Having turned the engine off, silence is thick in the car. When he eventually looks back at her, she's staring at her hands, which are still trembling slightly as they lay on her laps. He's park right next to a street lamp, which allows them both to see more than they want to.
"Are you okay?" he asks her softly, even though it's obvious that she's not.
She shakes her head almost imperceptibly, finally raising her head to look at him, and once again, his insides almost quiver, troubled on so many level by the nature of her gaze, even though he's still unable to explain what confounds him so much.
"I'm…very confused," she admits then, and truth be told, she does sound a bit vague, as if her mind was elsewhere.
He's not exactly sure what kind of confusion she's talking about, but he chooses the most logical explanation. "Given the circumstances, that's understandable." And after pausing, he adds: "You're gonna be fine, Olivia."
She turns her eyes away, briefly bringing a trembling hand up to her face to wipe her nose. Her fingers then tentatively reach out for her injured cheek, as if she was only remembering now that the cut was there, and she takes a sharp intake of air as her fingertips graze the raw flesh.
"Why don't you come inside," he offers, still careful not to offend her. "I could take care of that wound for you. Plus, I've got whiskey, and I know you could definitely use some right about now."
Part of him hopes that she will shut him down, now, something she should have done when they were standing outside the federal building, when she finally remembers who he is, and how they're not supposed to act that way around each other. She should have let him take that cab and driven herself home, and he should have let her be.

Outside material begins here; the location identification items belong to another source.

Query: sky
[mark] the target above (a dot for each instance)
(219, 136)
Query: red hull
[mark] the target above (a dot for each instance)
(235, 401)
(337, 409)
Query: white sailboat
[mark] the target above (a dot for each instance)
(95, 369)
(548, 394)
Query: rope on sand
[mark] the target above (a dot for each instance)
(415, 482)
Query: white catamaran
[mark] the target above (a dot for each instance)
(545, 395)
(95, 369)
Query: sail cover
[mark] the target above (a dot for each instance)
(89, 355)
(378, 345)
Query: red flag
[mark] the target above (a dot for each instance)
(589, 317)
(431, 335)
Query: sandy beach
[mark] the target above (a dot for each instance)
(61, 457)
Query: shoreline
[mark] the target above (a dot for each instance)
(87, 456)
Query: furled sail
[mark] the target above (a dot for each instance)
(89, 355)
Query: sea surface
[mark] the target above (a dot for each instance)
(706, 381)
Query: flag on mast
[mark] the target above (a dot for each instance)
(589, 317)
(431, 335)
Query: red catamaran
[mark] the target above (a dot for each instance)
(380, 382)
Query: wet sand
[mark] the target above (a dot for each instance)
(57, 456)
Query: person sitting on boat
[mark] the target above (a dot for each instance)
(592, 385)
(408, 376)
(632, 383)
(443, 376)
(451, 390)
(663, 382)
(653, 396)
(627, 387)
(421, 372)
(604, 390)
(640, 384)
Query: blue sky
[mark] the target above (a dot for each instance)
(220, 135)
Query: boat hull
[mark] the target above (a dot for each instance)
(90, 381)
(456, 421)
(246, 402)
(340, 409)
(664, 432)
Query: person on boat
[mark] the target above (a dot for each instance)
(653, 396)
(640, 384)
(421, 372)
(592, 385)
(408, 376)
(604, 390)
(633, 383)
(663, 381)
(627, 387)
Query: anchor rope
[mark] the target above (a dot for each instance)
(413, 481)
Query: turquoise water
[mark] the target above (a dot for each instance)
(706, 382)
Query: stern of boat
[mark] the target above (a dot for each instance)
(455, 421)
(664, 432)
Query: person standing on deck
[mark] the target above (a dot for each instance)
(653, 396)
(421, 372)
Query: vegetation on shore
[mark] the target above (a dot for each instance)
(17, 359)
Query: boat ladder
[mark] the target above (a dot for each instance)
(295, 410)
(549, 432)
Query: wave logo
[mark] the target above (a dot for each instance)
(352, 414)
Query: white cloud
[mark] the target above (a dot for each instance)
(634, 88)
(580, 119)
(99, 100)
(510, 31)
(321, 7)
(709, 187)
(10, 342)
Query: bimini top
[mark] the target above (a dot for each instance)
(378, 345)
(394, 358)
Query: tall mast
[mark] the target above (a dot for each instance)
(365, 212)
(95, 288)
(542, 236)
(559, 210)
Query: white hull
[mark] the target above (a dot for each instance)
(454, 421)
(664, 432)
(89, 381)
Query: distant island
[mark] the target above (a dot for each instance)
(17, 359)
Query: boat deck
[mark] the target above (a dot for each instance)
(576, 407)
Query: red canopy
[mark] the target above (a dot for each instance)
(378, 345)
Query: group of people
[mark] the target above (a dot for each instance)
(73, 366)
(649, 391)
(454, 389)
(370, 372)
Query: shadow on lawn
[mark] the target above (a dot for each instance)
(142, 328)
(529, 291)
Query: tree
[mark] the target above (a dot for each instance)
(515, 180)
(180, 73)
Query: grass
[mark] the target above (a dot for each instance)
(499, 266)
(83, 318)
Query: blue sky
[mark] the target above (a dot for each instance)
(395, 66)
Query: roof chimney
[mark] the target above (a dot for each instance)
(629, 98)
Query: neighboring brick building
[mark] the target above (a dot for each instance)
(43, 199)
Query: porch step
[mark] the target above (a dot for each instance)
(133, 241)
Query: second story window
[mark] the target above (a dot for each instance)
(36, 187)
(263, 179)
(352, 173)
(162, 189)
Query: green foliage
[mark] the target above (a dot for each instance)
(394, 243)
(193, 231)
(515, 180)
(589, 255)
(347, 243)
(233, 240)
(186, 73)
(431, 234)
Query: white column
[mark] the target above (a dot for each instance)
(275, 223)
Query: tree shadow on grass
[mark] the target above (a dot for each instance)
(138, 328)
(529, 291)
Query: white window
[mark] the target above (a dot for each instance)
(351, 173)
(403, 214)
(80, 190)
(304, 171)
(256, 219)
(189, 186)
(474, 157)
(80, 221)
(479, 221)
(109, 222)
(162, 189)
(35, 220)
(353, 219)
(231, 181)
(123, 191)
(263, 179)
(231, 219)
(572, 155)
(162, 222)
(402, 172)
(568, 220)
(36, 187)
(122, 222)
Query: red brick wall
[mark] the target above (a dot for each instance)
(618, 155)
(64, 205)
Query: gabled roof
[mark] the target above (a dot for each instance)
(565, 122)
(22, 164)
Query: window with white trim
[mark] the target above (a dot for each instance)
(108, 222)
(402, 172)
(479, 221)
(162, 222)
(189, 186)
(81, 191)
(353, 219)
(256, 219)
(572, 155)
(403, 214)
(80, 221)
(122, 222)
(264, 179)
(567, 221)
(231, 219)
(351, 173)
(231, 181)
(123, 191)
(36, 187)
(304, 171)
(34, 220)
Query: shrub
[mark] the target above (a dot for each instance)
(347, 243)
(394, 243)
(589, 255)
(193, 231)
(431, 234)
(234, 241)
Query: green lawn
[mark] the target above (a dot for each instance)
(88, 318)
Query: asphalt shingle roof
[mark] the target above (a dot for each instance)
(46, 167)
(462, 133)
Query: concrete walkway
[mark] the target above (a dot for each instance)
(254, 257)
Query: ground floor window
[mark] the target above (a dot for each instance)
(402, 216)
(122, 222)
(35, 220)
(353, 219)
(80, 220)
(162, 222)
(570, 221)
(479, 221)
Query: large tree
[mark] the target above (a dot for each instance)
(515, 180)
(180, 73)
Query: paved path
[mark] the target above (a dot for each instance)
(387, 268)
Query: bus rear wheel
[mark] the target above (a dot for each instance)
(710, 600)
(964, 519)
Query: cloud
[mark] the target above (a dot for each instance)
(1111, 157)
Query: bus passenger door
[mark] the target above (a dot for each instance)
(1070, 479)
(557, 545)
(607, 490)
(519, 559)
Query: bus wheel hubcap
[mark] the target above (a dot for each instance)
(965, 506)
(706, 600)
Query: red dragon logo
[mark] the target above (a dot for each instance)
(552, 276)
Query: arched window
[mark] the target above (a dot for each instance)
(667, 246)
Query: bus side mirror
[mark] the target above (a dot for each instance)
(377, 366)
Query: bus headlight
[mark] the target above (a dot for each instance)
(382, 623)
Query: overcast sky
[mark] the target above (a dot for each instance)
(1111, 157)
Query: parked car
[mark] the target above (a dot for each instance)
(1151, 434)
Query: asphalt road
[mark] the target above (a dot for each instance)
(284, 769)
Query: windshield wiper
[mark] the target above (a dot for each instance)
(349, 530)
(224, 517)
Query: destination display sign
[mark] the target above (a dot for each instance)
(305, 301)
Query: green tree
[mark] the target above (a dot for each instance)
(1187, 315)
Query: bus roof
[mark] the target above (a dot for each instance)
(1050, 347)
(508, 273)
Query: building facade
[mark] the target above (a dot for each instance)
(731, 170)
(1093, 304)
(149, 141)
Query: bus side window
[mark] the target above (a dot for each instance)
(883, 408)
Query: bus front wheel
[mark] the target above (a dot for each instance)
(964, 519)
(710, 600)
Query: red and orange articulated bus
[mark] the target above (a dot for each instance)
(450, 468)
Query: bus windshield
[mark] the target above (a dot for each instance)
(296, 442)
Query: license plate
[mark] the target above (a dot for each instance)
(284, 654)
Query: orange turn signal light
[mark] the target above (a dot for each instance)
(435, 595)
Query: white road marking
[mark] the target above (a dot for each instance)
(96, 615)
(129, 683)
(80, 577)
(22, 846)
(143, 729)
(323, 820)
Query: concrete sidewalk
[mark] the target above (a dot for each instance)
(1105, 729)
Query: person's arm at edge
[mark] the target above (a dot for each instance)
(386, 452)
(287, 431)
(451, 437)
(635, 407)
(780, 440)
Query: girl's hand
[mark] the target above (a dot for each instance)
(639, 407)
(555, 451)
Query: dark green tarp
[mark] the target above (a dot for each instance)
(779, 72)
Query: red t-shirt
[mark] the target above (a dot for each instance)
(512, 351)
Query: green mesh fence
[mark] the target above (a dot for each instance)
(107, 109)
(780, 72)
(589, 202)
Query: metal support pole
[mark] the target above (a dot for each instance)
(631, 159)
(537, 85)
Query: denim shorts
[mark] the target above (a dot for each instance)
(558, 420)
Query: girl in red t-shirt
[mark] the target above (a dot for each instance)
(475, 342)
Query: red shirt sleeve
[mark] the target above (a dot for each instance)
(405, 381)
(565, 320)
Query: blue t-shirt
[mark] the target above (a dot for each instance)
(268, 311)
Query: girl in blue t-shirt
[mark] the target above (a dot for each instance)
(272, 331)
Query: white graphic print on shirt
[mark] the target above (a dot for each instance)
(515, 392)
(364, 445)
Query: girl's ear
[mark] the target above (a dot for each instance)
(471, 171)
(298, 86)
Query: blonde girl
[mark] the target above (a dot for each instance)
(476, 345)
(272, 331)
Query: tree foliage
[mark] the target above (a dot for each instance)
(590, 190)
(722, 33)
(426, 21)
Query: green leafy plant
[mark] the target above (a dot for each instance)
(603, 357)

He should get out of her car now, and let her take the wheel and drive away, instead of inviting her inside his house to drink when he doesn't even feel fully in control of his actions right now.
When their eyes meet again, he's pretty sure something similar is going through her mind. She's going to shut him down any second now, and it will be for the best.
But she smiles instead, the smallest of smile; there is something definitely sad in the tiny curve of her lips, but the look she gives him then as she opens her door is almost knowing. "It's a bit presumptuous of you, but alright. I could definitely use some alcohol."
Leaving Peter once again more than a little confused, Olivia escapes the car.